ZAKARIA: As we look ahead to Tuesday's election, here's our question of the week. There have been 18 Republican presidents of the United States. How many Democratic presidents have there been? Is it A, 12, B, 15, C, 18, or D, 26? Stay tuned, and we'll tell you the correct answer.

Also, if you ever miss a show, go to You can get the audio podcast for free or you can buy the video version.

This week's book of the week is "Iron Curtain" by past GPS guest Ann Applebaum. She won the Pulitzer Prize for her last book on the Soviet Gulag. This book looks at how communism swept across Eastern Europe in the wake of World War II.

We tend to study how countries become democratic. This brilliant book is about the opposite, how Eastern Europe became totalitarian. And now for the last look.

Ethiopia has one of the highest illiteracy rates in the world. The village of Wonchi is no exception. Nobody there can read or write. That's why I was astonished when I saw what Nicholas Negroponte's one laptop per child organization did there. They dropped 20 Motorola tablets preloaded with mostly literacy apps in the village, with no instructions. Within four minutes, one boy had found the on/off switch, an unknown entity in these parts. He then taught the others. Within a few days, they were each using about 50 apps each per day. They were learning to write letters.

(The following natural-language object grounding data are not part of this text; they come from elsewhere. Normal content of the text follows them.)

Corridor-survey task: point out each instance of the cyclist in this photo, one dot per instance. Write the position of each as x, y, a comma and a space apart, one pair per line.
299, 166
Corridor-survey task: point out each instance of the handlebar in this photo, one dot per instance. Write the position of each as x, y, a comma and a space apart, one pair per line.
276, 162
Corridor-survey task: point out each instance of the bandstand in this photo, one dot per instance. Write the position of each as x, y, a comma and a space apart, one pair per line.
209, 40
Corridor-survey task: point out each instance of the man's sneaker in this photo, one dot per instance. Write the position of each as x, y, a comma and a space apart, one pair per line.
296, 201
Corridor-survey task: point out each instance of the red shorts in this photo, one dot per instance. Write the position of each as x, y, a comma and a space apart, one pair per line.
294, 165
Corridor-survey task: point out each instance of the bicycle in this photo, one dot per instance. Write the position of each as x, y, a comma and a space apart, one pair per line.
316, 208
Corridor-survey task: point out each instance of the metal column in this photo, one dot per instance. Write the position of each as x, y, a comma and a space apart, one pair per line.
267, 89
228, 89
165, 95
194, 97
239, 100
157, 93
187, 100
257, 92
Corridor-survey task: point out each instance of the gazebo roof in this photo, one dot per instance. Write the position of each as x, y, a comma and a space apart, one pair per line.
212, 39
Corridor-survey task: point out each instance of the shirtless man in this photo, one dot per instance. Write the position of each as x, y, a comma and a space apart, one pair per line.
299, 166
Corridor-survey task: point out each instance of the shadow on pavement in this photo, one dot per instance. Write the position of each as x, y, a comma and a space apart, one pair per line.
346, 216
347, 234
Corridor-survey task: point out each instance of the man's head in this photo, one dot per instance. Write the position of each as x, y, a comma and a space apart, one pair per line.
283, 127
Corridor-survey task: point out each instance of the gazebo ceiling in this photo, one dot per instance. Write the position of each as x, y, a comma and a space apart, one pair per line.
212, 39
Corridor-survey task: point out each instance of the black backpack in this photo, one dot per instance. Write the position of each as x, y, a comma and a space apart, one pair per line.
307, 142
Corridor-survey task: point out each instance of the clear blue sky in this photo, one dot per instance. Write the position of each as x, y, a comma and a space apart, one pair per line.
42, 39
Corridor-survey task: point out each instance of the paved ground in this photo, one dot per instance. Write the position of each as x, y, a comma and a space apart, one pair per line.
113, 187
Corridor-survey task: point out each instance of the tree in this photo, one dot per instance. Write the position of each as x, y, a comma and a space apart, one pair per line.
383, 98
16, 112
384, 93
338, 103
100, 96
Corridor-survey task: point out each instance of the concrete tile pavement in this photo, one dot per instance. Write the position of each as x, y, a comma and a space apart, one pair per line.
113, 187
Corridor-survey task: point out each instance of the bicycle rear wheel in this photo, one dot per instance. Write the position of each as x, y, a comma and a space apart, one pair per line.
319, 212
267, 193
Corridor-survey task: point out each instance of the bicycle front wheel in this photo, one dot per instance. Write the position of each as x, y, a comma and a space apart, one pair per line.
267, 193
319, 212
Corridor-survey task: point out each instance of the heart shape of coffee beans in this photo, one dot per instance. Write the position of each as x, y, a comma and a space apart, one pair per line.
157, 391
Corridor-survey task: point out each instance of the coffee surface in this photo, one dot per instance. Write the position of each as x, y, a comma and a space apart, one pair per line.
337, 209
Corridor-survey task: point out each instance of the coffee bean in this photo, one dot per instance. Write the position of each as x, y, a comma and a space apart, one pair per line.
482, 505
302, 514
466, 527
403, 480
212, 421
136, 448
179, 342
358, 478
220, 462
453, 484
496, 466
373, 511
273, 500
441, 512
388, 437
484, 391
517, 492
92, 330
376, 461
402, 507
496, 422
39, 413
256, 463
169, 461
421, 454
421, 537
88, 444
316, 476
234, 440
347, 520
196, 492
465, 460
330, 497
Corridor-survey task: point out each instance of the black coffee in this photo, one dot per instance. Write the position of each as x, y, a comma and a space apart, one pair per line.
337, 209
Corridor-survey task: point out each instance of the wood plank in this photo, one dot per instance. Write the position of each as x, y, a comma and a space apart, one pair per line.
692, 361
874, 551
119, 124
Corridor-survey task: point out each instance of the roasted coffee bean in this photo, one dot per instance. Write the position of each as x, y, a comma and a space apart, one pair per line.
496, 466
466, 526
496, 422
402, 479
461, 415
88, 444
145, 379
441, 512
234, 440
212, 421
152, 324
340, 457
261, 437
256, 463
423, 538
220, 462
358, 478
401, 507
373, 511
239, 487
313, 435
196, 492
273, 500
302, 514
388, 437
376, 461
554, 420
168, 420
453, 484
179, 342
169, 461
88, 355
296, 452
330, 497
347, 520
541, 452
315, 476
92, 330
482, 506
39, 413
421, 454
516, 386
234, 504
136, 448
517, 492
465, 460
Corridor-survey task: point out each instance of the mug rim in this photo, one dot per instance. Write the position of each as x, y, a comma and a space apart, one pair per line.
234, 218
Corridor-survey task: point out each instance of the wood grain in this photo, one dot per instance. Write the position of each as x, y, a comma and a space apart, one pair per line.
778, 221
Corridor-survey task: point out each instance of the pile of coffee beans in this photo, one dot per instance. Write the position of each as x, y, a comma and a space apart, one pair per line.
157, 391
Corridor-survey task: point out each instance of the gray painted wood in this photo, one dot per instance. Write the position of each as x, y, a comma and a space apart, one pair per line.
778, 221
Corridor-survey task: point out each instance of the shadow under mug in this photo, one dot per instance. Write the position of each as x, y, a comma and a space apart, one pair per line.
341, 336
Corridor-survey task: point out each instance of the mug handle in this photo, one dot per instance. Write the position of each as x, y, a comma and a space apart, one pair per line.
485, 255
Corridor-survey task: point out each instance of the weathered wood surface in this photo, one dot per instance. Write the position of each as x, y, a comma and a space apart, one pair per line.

And within a month, they were learning to speak them too. Not just the big ones.




ZAKARIA: But the little ones too.





ZAKARIA: All together now ...


UNIDENTIFIED CHILDREN: A, b, c, d, e, f, g, h, I, j, k, l, m, n, o, p ...


ZAKARIA: Amazing. These children had barely ever seen any letters before, let alone the Roman alphabet. Now they had discovered their way to learning the alphabet song.


CHILDREN: W, x, y, and z.



ZAKARIA: It's a sign of great hope for the 100 million children around the world who will never go to school.

The correct answer to our GPS Challenge question was B. There have been 15 Democratic presidents of the United States. Actually 16 separate Democratic presidencies. That's because Grover Cleveland had two terms, but separated by a four-year term for Chester Arthur. Now, you notice that 18, the number of Republican presidents plus 15, the number of Democratic presidents does not add up to 44, the total number of presidencies. That is, of course, because many of our early presidents were party-less, like George Washington or Federalists like John Adams or Whig, like William Henry Harrison.